Le régime de la suppléance du maire est à distinguer du régime des délégations de signature, qui relève de son pouvoir discrétionnaire (article L 2122-18 du CGCT). Qu’il s’agisse d’un adjoint, ou à défaut, d’un conseiller municipal, le suppléant du maire se trouve donc investi de toutes les fonctions du maire, tant en qualité d’agent de la commune que de l’État.
Les dispositions de l’article L.2122-17 précité n'ont pas pour vocation de remplacer les délégations que le maire peut consentir à ses adjoints selon l'article L. 2122-18 du CGCT.
L’article L 2122-17 du CGCT donne compétence au suppléant uniquement pour les actes dont l'accomplissement, au moment où il s'impose, serait empêché par l'absence du maire et compromettrait un fonctionnement normal de l'administration municipale.

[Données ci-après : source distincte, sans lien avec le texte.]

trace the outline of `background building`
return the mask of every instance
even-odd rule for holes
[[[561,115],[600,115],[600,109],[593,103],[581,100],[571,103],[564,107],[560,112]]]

Pour la mise en œuvre de la suppléance, il n’est pas nécessaire que le maire prenne un arrêté de délégation au profit d’un adjoint ou à défaut d’un conseiller municipal.
En revanche, la suppléance sera obligatoirement organisée dans le respect de l’ordre du tableau.
Précision :
Un acte pris par l’élu suppléant alors que le maire n’est ni absent, ni empêchement, constitue un acte pris par une autorité incompétente. L’acte n’aura aucune valeur juridique et sera susceptible d’être annulé par le juge administratif.